The library has a long history of providing information and even teaching what is good criteria for scholarly information. It falls sort in actually training people to interact and engage with information in an empowering way. The Progressive Library Guild writes, “Our profession rapid drift into dubious alliances” serves the “serves the interest of those who control them [information sources] is a disservice to patrons (Rubin 116).
The library can learn much from engaged pedagogy. In insisting that information is created (for a reason and by a person) and patrons/students are co-creators of information, the library becomes less passive in the information process. Instead, of merely assessing skills(and hoping to build skills) the library becomes a place of freedom as it helps other “talk back” to the world. The people are engaged with the information, co-creating their world.
Conculsion:
In conclusion, engaged pedagogy is an approach to holistic learning. It is a practical theory formulated by social critic and educator bell hooks. hooks use components of critical theory and feminist theory to formulate her ideas. However, the ideas are uniquely her own. Engaged pedagogy is deeply concerned about education as freedom. It sees education as liberation force and not a measure of memorization. It challenges standard pedagogical practice in its insistence on spontaneous and joy.

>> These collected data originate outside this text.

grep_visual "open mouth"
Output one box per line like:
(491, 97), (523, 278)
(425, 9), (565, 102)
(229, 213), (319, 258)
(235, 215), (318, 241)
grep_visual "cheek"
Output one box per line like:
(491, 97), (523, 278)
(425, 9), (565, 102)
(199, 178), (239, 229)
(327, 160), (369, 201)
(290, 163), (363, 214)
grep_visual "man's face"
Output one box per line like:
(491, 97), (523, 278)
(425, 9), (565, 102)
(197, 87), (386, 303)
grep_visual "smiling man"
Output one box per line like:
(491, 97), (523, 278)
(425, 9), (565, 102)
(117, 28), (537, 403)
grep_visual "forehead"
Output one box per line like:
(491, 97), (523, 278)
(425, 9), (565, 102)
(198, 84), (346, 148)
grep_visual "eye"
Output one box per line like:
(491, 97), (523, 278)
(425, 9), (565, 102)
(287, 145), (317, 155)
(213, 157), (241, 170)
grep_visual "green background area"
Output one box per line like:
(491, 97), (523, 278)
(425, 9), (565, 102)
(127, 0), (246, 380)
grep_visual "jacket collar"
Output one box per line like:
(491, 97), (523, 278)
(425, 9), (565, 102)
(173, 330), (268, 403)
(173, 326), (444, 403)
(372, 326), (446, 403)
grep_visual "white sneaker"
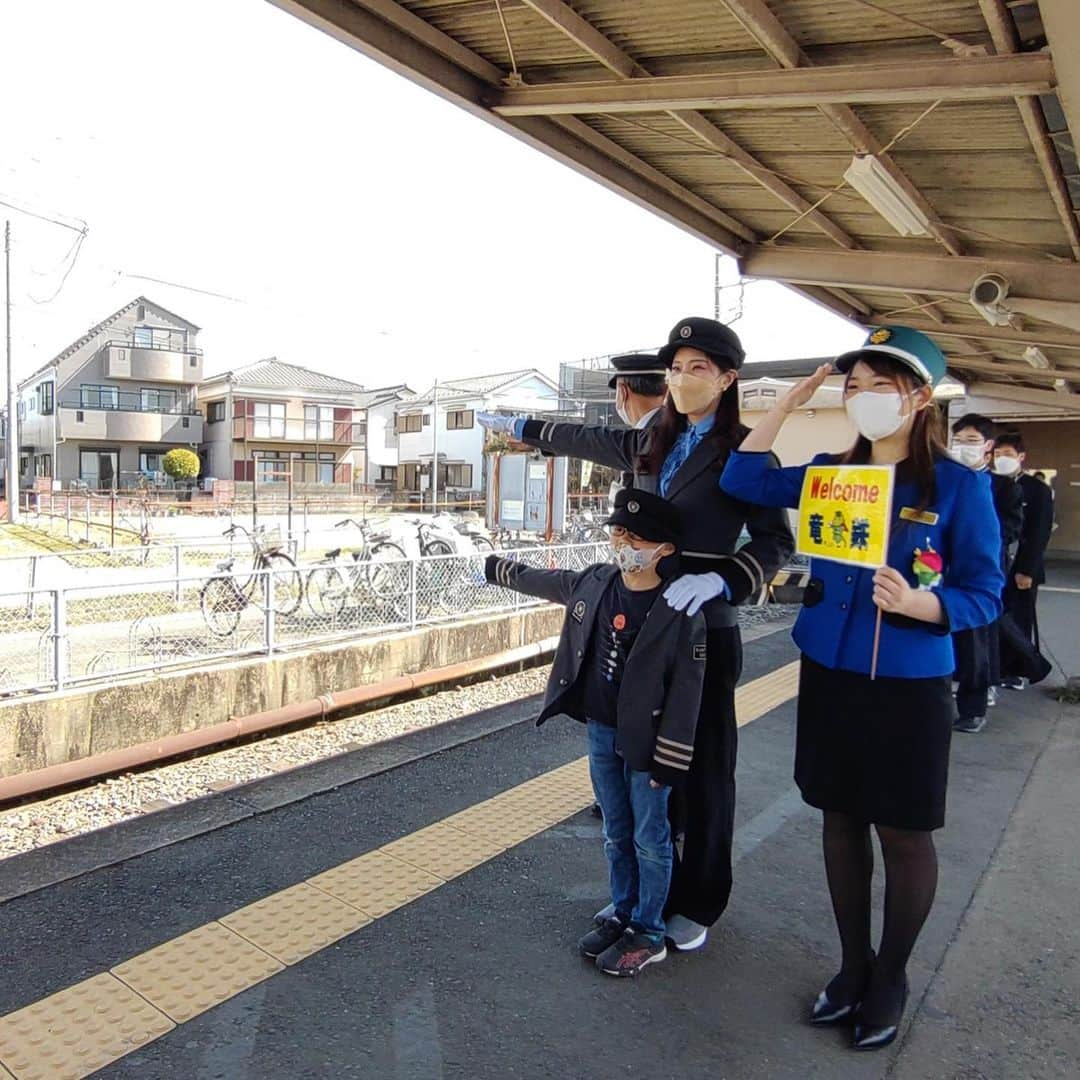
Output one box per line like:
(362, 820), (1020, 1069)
(987, 686), (998, 708)
(665, 914), (708, 952)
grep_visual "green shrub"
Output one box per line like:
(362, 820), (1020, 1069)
(162, 448), (200, 480)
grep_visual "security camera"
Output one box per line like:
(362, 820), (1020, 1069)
(969, 273), (1016, 327)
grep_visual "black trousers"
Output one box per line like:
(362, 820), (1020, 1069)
(1005, 580), (1039, 645)
(665, 626), (742, 927)
(954, 625), (991, 719)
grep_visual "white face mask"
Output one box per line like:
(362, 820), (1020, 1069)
(615, 397), (631, 426)
(844, 391), (909, 442)
(612, 542), (662, 574)
(993, 455), (1022, 477)
(950, 443), (987, 469)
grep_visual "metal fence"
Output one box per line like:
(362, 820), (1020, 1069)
(0, 543), (607, 698)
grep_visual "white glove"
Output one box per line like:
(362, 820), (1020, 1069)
(664, 572), (728, 616)
(477, 412), (520, 435)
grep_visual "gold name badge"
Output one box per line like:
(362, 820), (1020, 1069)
(899, 507), (939, 526)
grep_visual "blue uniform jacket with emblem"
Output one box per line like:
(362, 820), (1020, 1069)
(720, 451), (1004, 679)
(484, 555), (706, 786)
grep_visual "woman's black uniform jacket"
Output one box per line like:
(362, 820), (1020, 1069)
(519, 418), (795, 629)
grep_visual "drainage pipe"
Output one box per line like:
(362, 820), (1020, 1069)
(0, 636), (559, 803)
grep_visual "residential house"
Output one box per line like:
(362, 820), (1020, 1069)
(356, 384), (413, 489)
(12, 297), (203, 490)
(393, 369), (562, 500)
(198, 359), (369, 489)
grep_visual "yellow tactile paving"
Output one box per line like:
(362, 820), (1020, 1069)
(380, 820), (507, 881)
(308, 849), (444, 918)
(0, 658), (800, 1078)
(221, 882), (373, 966)
(111, 923), (283, 1024)
(735, 660), (800, 726)
(0, 972), (174, 1080)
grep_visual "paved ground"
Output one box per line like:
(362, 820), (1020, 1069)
(0, 578), (1076, 1079)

It is a theory, with major emphasis on freedom, wisdom and hope. Wisdom employs aspects of critical thinking which are essential to making people independent learners. Hope gives a sense of possibility and helps foster community. Hope lets us look at the problems and think of creative solutions. Engaged pedagogy is important because it requires teachers and students to interact as human beings and to know each other as flawed intellectuals. It challenges racist, sexist and class notions build on dominance and oppression as it ask us to engage in the reality of life and ask probing questions about the status of things. It is important for library education because it helps make patrons aware of their agency, in co-creating their world. In this vein, information is not longer about consumption but about use.
For Further Consideration:
This theory was hard to pull together. While, I found it useful to think about I am was not always certain of its concreteness. Further study and application is needed to really understand the theory as it applies to the classroom and the library.